Small business programs: A dataset in the research void
My experience is that most of the programs created within organizations are very short, i.e., around 50–100 lines. Sometimes entire businesses are run using many short programs strung together in various ways. These short programs invariably make extensive use of the functionality provided by a much larger package that handles all the complicated stuff.
In the software development world, these short programs are likely to be shell scripts, but in the much larger ecosystem that is the business world these programs will be written in what used to be called a fourth generation language (4GL). These 4GLs are essentially domain specific languages for specific business tasks, such as report generation, or database query products, and for some time now spreadsheets.
The business software ecosystem is usually only studied by researchers in business schools, but short programs, business or otherwise, are rarely studied by any researchers. The source of such short programs is rarely publicly available; even if the information is not commercially confidential, the program likely addresses one group’s niche problem which is of no interest to anybody else, i.e., there is no rationale to publishing it. If source were available, there might not be enough of it to do any significant analysis.
I recently came across Clive Wrigley’s 1988 PhD thesis, which attempts to build a software estimation model.

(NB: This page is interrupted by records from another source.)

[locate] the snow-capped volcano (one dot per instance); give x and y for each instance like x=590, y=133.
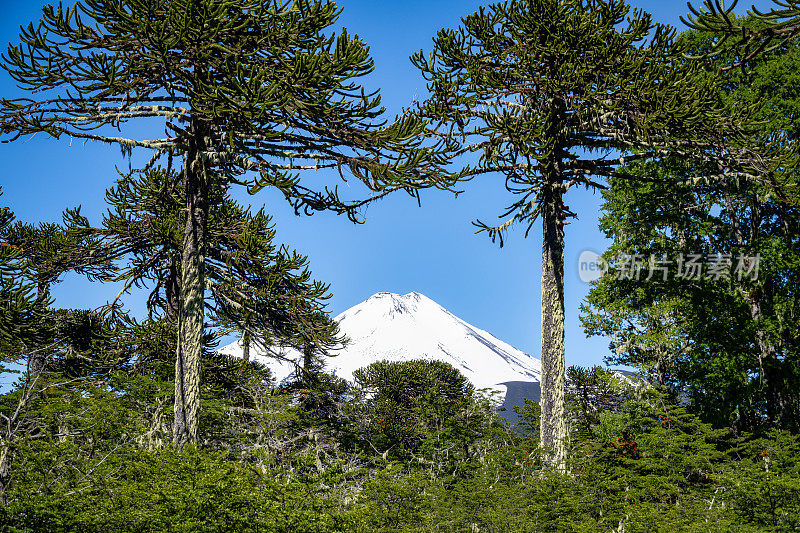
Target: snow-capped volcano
x=395, y=327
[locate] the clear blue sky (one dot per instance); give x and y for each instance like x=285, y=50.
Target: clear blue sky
x=401, y=248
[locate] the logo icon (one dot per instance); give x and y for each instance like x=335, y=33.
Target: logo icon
x=591, y=266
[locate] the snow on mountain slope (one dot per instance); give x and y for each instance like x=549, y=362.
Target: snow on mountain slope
x=392, y=327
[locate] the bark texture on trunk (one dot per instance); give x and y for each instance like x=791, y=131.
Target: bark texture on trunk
x=553, y=429
x=191, y=308
x=245, y=346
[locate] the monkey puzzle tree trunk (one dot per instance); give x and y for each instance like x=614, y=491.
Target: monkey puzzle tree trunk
x=553, y=429
x=246, y=346
x=190, y=322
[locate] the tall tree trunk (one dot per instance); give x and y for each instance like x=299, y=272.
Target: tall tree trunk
x=246, y=346
x=553, y=427
x=172, y=291
x=190, y=323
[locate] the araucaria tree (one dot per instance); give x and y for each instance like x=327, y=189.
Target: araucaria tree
x=249, y=92
x=554, y=94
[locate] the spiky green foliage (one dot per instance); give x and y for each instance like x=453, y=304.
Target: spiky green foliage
x=758, y=33
x=555, y=95
x=250, y=85
x=255, y=287
x=249, y=92
x=726, y=343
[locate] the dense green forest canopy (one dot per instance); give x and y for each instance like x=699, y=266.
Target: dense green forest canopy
x=704, y=438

It contains summary data of 26 transaction processing systems written in the FOCUS language (an automated code generator).

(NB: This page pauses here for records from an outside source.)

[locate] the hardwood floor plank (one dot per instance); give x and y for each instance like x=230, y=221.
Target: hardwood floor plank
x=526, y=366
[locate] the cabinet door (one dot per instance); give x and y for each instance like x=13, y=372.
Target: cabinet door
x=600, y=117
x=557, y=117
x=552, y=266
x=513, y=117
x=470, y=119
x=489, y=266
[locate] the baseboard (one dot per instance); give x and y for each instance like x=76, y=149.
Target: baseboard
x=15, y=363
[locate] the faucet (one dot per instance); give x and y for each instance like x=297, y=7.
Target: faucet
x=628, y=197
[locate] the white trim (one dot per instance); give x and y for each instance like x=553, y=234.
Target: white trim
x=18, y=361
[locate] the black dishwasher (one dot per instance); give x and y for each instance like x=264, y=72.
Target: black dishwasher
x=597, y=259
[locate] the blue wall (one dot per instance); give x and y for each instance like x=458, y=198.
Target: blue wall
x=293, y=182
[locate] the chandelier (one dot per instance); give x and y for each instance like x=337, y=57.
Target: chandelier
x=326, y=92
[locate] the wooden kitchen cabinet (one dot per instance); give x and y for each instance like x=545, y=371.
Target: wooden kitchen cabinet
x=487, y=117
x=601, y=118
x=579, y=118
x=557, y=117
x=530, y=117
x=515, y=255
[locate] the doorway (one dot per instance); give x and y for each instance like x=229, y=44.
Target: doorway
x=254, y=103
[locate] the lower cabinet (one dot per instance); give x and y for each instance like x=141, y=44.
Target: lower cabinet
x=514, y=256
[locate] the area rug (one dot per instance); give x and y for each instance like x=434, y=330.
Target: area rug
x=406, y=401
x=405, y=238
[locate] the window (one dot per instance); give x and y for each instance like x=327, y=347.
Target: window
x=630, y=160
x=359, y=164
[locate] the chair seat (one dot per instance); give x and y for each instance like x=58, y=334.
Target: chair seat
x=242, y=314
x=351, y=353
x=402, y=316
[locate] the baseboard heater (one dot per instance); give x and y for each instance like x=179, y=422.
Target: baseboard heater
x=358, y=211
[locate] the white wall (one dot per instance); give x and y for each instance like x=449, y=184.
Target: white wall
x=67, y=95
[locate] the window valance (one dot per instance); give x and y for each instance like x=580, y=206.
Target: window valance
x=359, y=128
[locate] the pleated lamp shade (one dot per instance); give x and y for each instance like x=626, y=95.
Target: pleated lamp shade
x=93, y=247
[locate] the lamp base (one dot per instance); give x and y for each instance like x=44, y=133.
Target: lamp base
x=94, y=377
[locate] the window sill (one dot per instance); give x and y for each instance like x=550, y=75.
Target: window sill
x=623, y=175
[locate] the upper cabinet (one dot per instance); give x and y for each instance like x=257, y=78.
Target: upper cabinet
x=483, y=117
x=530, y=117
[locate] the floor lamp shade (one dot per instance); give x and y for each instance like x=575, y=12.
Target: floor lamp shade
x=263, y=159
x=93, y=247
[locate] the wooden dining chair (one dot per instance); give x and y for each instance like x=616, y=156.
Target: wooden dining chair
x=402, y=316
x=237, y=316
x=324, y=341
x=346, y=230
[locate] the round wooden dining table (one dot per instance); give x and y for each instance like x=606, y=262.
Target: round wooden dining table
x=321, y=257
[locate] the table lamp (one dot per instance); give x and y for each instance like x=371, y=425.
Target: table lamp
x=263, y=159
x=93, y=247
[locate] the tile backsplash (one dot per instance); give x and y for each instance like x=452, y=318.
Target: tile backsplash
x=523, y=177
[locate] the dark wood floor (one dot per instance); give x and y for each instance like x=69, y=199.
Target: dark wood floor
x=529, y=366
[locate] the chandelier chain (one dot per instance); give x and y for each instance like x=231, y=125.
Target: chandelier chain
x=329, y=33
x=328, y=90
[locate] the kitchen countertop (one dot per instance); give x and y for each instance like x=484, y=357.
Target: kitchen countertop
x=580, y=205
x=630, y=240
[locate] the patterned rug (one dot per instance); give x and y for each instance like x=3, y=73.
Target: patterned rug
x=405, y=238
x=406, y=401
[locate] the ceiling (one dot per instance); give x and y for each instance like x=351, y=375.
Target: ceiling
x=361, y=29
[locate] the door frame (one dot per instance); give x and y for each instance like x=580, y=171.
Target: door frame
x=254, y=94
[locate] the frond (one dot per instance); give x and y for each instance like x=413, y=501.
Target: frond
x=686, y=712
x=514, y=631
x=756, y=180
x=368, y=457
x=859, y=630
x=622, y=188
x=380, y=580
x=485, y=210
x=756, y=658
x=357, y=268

For many organizations, there is a fundamental difference between business related problems and scientific/engineering problems, in that business problems tend to involve simple operations on lots of distinct data items (e.g., payroll calculation for each company employee), while scientific/engineering often involves a complicated formula operating on one set of data. There are exceptions.
4GLs enable technically proficient business users to create and maintain good enough applications without needing software engineering skills (yes, many do create spaghetti code), because they are not writing thousands of lines of code. The applications often contain many semi-self-contained subcomponents, which can be shared or swapped in/out. The small size makes it easier to change quickly, and there is direct access to the business users, it’s an agile process decades before this process took off in the world of non-4GL languages.
A major claim made by fans of 4GL is that it is much cheaper to create applications equivalent to those created using a 3GL, e.g., Cobol/C/C++/Java/Python/etc. I would agree that this true for small applications that fit the use-case addressed by a particular 4GL, but I think the domain specific nature of a 4GL will limit what can be done and likely need to be done in larger applications.
How do 4GL applications written in FOCUS compare against application written in Cobol? A 1987 paper by Chris Kemerer provides some manpower/LOC data for Cobol applications. I have no information on the amount of functionality in any of the applications. The plot below shows developer hours consumed creating 26 systems containing a given number of lines of code for FOCUS (green) and 15 COBOL (blue) programs, with fitted regression models in red (code+data):
The two samples of applications differ by two orders of magnitude in LOC and developer hours, however, there is no information on the functionality provided by the applications.
I’ve seen many mini-systems in my time to – especially those driving, or driven by, Excel.
In some ways this may be the future of coding. In more and more jobs some big system does most of the work (think ERP, CRM, etc.) and little bits of end-user script fill in the gaps. Its one of the ways that every job is becoming a coding job.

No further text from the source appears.